Land use change in the Elk Grove area, Sacramento County, 1988-2008

In this Image

Changes in this area are predominantly conversions from irrigated farming (green) to urban (red) and fallow land (yellow).  Areas of low density residential use are located on the right side of the image (gray).  Urban increases in the image total nearly 17,100 acres, primarily residential and commercial development in the City of Elk Grove; with agricultural losses of a similar amount.  Area shown is approximately 13.7 miles east-west and 9.2 miles north-south.  Information on these changes was gathered from air photos, local comments, and field reconnaissance.

Sacramento County has been among the 'Top Ten Urbanizing Counties' as well as in the top ranks for net loss of  irrigated land as mapped by FMMP between 1988 and 2002.  Growth in Urban land has averaged over 4,600 acres per biennial map update since 1988.

A brief history of Elk Grove

The city of Elk Grove is located in Sacramento County approximately 15 miles south of the City of Sacramento.  Elk Grove was founded in 1850, when James Hall built the Elk Grove Hotel and Stagestop on Upper Stockton Road.  The road, which followed the route of what is now Highway 99, was one of two linking Sacramento and Stockton.  The community became a center for serving the needs of gold miners as well as the growing agricultural sector.
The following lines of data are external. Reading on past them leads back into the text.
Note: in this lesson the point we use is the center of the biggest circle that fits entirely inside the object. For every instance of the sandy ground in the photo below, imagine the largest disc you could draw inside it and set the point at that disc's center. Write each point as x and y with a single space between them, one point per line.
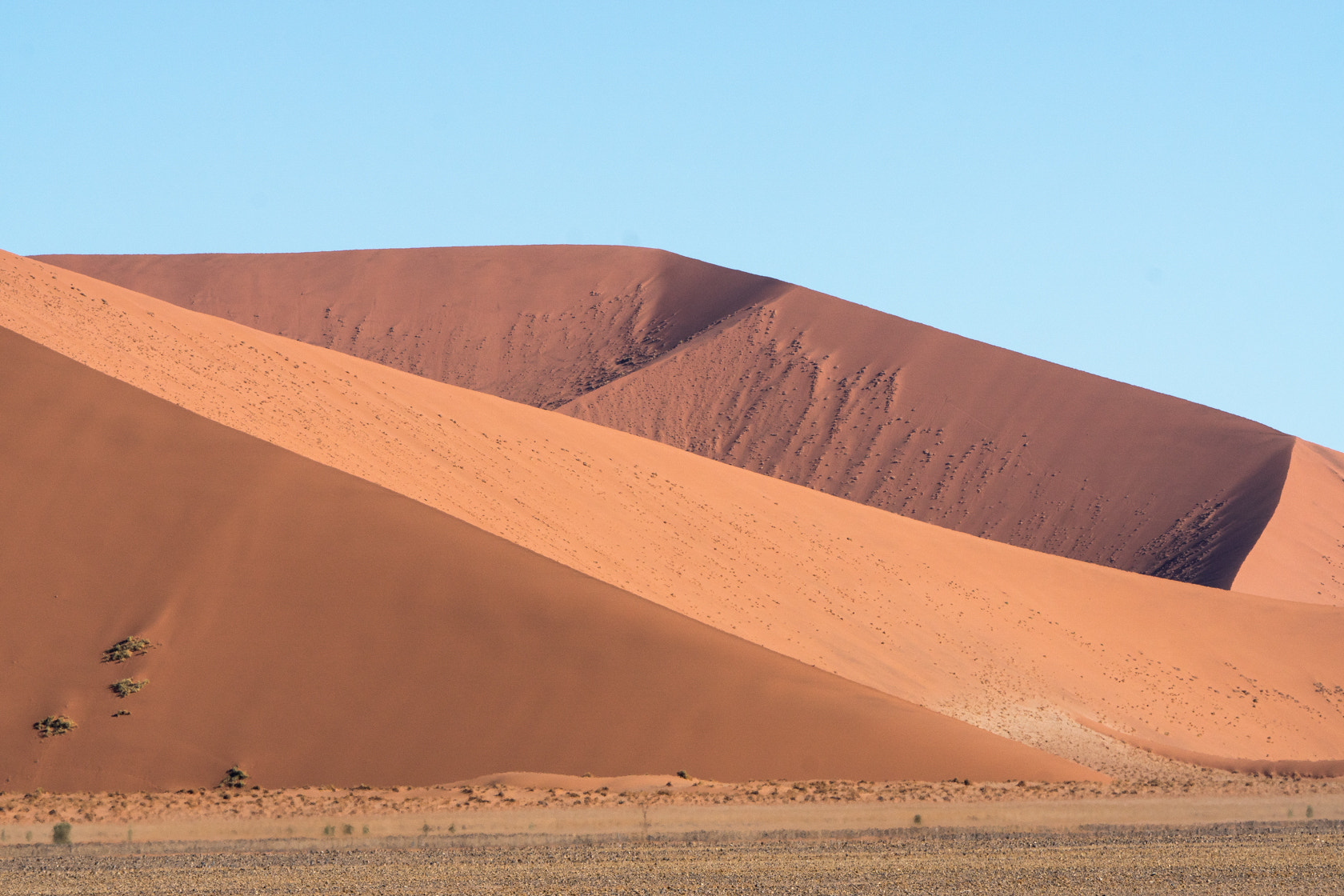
1042 649
515 803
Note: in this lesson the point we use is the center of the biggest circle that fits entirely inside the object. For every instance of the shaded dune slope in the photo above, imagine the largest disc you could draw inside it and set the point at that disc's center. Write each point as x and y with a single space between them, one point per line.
781 381
1043 649
318 629
1300 555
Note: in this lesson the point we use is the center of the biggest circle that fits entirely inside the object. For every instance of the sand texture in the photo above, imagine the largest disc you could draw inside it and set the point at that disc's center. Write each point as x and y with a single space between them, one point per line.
314 628
785 382
1043 649
1300 555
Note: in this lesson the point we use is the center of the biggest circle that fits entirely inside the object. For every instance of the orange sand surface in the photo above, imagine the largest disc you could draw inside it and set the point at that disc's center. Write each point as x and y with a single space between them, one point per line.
312 626
1025 644
786 382
1302 552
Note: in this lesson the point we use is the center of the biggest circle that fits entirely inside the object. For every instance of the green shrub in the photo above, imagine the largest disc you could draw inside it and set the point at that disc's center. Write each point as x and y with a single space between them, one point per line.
126 649
54 726
128 686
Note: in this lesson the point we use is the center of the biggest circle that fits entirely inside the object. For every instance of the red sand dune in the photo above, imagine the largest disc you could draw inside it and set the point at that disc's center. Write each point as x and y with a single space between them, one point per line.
1041 648
781 381
318 629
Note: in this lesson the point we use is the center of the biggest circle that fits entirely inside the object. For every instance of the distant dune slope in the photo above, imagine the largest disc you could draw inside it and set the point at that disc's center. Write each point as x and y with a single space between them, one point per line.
781 381
314 628
1300 555
1045 649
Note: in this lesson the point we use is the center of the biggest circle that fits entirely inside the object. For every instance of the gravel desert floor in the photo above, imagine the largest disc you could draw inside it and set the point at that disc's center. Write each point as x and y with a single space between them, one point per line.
516 833
1298 858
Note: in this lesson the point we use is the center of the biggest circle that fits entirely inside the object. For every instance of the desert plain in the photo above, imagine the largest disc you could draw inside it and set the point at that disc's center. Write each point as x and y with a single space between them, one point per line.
579 569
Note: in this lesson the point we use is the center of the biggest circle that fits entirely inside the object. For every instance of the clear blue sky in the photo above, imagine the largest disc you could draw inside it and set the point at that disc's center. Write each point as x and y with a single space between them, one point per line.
1150 191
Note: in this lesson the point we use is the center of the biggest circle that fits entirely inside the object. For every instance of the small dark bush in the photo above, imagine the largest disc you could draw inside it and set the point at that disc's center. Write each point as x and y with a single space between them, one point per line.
126 686
234 778
54 726
126 649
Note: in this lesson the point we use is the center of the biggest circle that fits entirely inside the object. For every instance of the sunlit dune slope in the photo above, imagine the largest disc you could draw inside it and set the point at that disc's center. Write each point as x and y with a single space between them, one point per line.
1302 552
1041 648
781 381
314 628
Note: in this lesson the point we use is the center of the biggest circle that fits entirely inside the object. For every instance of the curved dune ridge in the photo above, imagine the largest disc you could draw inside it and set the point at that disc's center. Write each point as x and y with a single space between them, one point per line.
1039 648
314 628
781 381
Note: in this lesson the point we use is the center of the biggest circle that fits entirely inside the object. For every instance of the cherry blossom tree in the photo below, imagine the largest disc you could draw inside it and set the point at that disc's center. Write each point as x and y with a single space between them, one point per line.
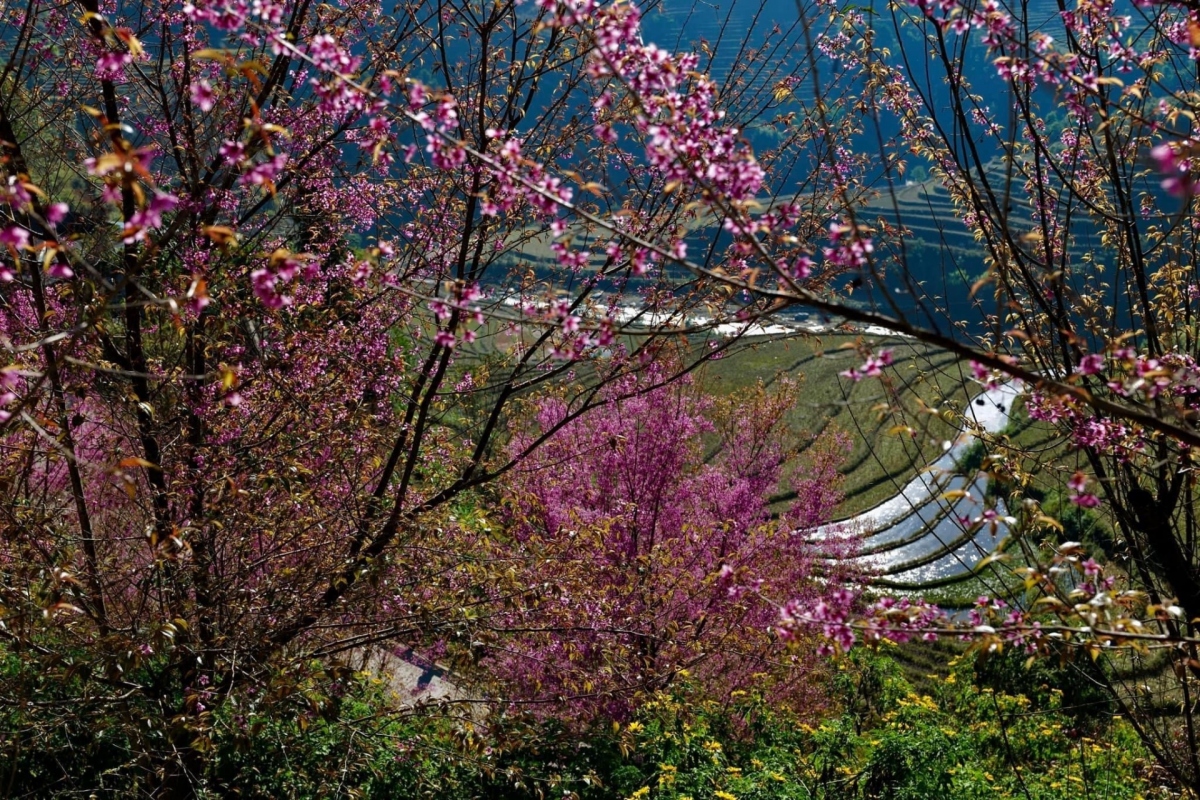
275 278
643 542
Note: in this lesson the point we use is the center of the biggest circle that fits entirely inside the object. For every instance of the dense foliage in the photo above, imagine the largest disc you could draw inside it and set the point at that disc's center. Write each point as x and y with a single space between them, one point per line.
334 330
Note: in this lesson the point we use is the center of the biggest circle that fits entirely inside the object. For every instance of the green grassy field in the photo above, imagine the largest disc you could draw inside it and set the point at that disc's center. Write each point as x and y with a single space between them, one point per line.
882 458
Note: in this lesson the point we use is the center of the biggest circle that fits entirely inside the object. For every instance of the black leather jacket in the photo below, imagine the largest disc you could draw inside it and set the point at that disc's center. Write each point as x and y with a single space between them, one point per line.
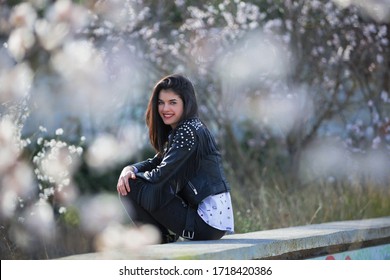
191 165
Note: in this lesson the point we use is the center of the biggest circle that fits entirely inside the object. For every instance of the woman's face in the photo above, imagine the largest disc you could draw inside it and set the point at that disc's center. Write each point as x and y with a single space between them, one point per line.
170 107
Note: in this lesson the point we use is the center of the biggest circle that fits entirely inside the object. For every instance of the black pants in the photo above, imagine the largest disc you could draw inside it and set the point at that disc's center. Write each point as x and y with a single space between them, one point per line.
149 204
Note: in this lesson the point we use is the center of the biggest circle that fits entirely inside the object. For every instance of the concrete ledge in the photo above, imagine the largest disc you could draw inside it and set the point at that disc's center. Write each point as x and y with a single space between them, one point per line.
300 242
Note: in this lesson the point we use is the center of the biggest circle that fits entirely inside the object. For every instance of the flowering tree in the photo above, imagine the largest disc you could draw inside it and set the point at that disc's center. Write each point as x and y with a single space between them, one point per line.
300 87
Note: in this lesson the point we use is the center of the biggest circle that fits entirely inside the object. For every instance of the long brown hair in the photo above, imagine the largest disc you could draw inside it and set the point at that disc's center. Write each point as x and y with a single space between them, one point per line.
158 131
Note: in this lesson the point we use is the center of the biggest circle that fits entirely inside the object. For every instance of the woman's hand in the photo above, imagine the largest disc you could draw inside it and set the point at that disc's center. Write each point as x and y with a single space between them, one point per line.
123 185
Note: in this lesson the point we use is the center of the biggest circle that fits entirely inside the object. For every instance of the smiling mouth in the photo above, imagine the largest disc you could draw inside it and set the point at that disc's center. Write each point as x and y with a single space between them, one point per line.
167 116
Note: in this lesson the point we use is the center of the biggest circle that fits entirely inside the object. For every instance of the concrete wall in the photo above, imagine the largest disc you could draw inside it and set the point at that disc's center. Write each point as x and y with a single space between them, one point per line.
360 239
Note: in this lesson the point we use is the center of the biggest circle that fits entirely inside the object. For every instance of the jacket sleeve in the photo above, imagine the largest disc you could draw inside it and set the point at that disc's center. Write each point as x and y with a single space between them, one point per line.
148 164
183 145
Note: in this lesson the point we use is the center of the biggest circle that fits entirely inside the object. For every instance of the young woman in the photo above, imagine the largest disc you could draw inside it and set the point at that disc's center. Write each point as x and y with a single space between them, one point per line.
182 190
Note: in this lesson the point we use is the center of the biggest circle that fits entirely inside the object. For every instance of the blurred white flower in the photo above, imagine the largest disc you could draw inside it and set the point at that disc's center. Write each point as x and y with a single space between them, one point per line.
9 139
65 11
39 219
20 42
107 151
100 211
324 158
23 15
56 162
51 35
118 237
15 82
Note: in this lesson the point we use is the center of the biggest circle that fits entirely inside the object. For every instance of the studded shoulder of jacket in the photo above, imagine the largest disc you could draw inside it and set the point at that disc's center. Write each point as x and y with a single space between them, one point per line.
185 134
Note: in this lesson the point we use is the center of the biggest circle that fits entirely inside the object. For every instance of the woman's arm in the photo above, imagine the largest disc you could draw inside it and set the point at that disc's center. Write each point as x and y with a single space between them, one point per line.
183 145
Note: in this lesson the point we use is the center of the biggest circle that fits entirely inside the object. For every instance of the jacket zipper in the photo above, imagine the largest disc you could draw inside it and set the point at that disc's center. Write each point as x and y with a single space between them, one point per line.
192 187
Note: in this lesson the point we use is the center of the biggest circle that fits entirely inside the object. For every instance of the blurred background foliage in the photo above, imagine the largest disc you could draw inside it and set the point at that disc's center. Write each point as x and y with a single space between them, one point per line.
296 92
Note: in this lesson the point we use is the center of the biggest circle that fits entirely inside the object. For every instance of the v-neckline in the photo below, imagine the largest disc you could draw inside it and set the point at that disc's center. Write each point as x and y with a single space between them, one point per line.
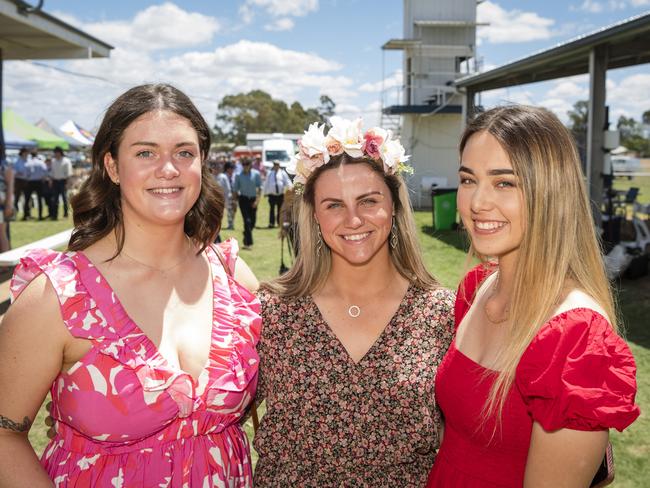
156 351
380 338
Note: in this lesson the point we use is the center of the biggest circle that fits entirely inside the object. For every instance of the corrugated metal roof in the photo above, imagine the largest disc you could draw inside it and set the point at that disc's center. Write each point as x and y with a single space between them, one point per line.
628 43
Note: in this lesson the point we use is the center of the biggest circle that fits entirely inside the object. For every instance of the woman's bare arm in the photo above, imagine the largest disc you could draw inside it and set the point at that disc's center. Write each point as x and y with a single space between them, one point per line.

Its rural setting and proximity to the State Capital via State Highway 99 made the community attractive to commuters in the 1980's.  As the community spread west toward Interstate 5, Bay Area commuters began moving to the area.  The City of Elk Grove incorporated in July 2000, and in 2004 expanded with the inclusion of Laguna West, a planned community that had been developed while under County administration.  Population in the city doubled to 141,430 between 2000 and 2008.

While agriculture continues to be a part of El Grove’s economy in the form of livestock, vineyards, orchards, and row crops, housing and retail construction have increased dramatically, putting pressure on farmlands.  The largest employer in the city is the Elk Grove Unified School District.